ボロボロの状態で電車に乗り込むと、火照った頬を冷ますように、風が舞い込んで来ました。小説家の方が「一穂さんが、お前の作品を見たいと言ってたぞ」と伝えて下さり、それ以来、吉田一穂さんは私の『小僧の神様』(島崎藤村)になりました。

もう一度お会いしたいと思ってましたが、卒業してから広島に帰り何年か後に、偶然手に取った現代詩手帳で一穂さんの特集が組まれてて、お亡くなりになったのを知りました。

「地軸は白鳥座の方向に20度傾いている」と言う一穂さんの予言のような言葉は、25年前にサイエンスで実証されてました。

一瞬の出会いが、一生の光になりました。

      

      何一つ おなじ空はなく

      何一つ おなじ雲はなく

      何一つ おなじ花はなく

      何一つ おなじ流れはない

      毎秒 毎分 毎時間 毎日 毎年の千変万化

      宇宙のサイクルの一粒の息


さらさらと描いて頂いた半眼微笑の絵を、引っ越しの際に探して見ましたが、見つけることが出来ませんでした。
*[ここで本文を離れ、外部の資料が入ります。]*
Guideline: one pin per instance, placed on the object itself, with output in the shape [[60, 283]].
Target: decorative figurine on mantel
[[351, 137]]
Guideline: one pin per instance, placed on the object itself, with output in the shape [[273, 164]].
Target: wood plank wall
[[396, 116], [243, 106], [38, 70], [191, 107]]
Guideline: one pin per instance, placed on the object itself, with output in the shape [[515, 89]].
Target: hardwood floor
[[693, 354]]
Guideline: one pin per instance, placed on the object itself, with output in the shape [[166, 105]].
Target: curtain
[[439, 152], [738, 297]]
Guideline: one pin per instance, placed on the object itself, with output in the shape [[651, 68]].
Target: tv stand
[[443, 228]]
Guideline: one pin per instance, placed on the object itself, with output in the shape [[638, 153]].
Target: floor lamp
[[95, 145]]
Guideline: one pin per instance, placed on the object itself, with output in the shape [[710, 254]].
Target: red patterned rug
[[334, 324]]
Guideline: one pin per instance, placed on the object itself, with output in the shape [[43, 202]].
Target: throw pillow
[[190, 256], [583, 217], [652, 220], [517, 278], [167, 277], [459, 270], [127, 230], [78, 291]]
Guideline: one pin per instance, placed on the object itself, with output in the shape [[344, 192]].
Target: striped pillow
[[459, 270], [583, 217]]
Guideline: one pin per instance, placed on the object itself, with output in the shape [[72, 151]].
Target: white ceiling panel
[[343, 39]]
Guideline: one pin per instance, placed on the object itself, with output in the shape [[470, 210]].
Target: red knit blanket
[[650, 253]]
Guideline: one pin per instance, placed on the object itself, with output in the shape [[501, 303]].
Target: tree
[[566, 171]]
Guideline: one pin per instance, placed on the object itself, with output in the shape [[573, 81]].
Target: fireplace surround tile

いつかまた次の次元でお会いした時に、ごめんなさいを伝えようと思ってます。

 

 

桑原 真知子/くわはら まちこ

広島県生、空見人。多摩美術大学絵画科油画課卒業。広島大学文学部考古学科研究生修了。草戸千軒町遺跡にて、遺物の漆椀の図柄の模写や土器の復元を行う。シナジェティクス研究所にてCG担当とモジュール作成などを経て、現在は魂を宙に通わせながら作家活動を行っている。